Post

Unleashing Parallelism: A Guide to Efficient Span Processing with SIMD and Threading in C#

Modern CPUs offer three types of parallel processing. This article outlines several steps for leveraging all three to process large data sets as efficiently as possible.

Base Implementation

To illustrate, let’s implement a method that adds elements from one span to corresponding elements of another span and stores the result in a destination span. This operation is commonly encountered when working with tensors, frequently used in deep learning.

1
2
3
4
5
6
static void For<T>(ReadOnlySpan<T> left, ReadOnlySpan<T> right, Span<T> destination)
    where T : struct, IAdditionOperators<T, T, T>
{
    for (var index = 0; index < left.Length; index++)
        destination[index] = left[index] + right[index];
}

This method employs a for loop to iterate over the spans and perform element-wise addition using generic math, allowing it to work with any scalar type.

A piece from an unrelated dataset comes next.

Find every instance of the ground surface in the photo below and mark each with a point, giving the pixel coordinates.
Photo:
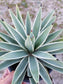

For a deeper understanding of generic math, refer to my other article “Generic math in .NET”.

The method is named For so that its performance can be compared in the benchmarks to the next steps of the implementation.

Bounds Checking Elimination

By default, C# implements bounds checking to ensure that accesses to spans remain within their boundaries, thereby enhancing code robustness at the expense of performance.

Using SharpLab, we can observe that the assembly code genrated by the JIT compiler includes bounds checking to verify whether the index falls within the span’s bounds. If it exceeds the bounds, an exception is thrown.

1
2
3
4
5
6
7
8
9
10
11
12
13
14
15
16
17
18
19
20
21
22
23
24
25
26
27
L0000: push rsi
L0001: push rbx
L0002: sub rsp, 0x28
L0006: mov rax, [rcx]
L0009: mov ecx, [rcx+8]
L000c: xor r10d, r10d
L000f: test ecx, ecx
L0011: jle short L003c
L0013: cmp r10d, [r8+8]
L0017: jae short L0043 ;bounds check
L0019: mov r9, [r8]
L001c: mov r11d, r10d
L001f: mov ebx, [rax+r11*4]
L0023: cmp r10d, [rdx+8]
L0027: jae short L0043 ;bounds check
L0029: mov rsi, [rdx]
L002c: add ebx, [rsi+r11*4]
L0030: mov [r9+r11*4], ebx
L0034: inc r10d
L0037: cmp r10d, ecx
L003a: jl short L0013
L003c: add rsp, 0x28
L0040: pop rbx
L0041: pop rsi
L0042: ret
L0043: call 0x00007ff88e200da0 ;throws exception
L0048: int3

To manually eliminate bounds checking, we can use MemoryMarshal.GetReference() along with Unsafe.Add().

1
2
3
4
5
6
7
8
9
10
11
static void For_GetReference<T>(ReadOnlySpan<T> left, ReadOnlySpan<T> right, Span<T> destination)
    where T : struct, IAdditionOperators<T, T, T>
{
    ref var leftRef = ref MemoryMarshal.GetReference(left);
    ref var rightRef = ref MemoryMarshal.GetReference(right);
    ref var destinationRef = ref MemoryMarshal.GetReference(destination);

    var end = left.Length;
    for (var index = 0; index < end; index++)
        Unsafe.Add(ref destinationRef, index) = Unsafe.Add(ref leftRef, index) + Unsafe.Add(ref rightRef, index);
}

The method MemoryMarshal.GetReference() retrieves a reference to the start of the span. To access its elements, we use Unsafe.Add() with the index as the offset from the beginning.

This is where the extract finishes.